Herbal medication can either potentiate the warfarin effect e.g. ginkgo (Ginkgo biloba), garlic (Allium sativum), dong quai (Angelica sinensis, contains coumarins), papaya (Carica papaya) or danshen (Salvia miltiorrhiza, decreases the warfarin elemination), or reduce it, e.g. ginseng (Panax spp). The effect of warfarin can be reduced by concomitant use of the herbal preparation of St. John's wort (Hypericum perforatum). This is due to induction of drug metabolizing enzymes by St. John's wort. Herbal preparation containing St. John's wort should therefore not be combined with warfarin.
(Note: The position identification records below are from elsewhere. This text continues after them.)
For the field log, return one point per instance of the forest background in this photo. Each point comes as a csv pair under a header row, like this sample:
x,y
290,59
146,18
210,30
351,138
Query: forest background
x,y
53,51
The inducing effect may persist for as long as 2 weeks after cessation of treatment with St John's wort. If a patient is already taking St John's wort check the INR and stop St John's wort. Monitor INR closely as this may rise on stopping St John's wort. The dose of warfarin may need adjusting. Ingestion of vitamin K containing foodstuffs during warfarin treatment should be as steady as possible. The most abundant vitamin K sources are green vegetables and leaves, such as: Amaranth leaf, avocado, broccoli, Brussels sprout, cabbage, canola oil, chayote leaf,chives, coriander, cucumber skin (but not cucumber without skin), endives, kale leaf, kiwifruit, lettuce leaf, mint leaf, mustard greens, olive oil, parsley, peas, pistachio nuts, purple seaweed laver, spinach leaf, spring onion, soybeans, soybean oil, tea leaves (but not tea), turnip greens, or watercress.
Topical preparations containing methyl salicylate should be used with care in patients on warfarin and excessive usage is to be avoided as potentially dangerous drug interaction can occur.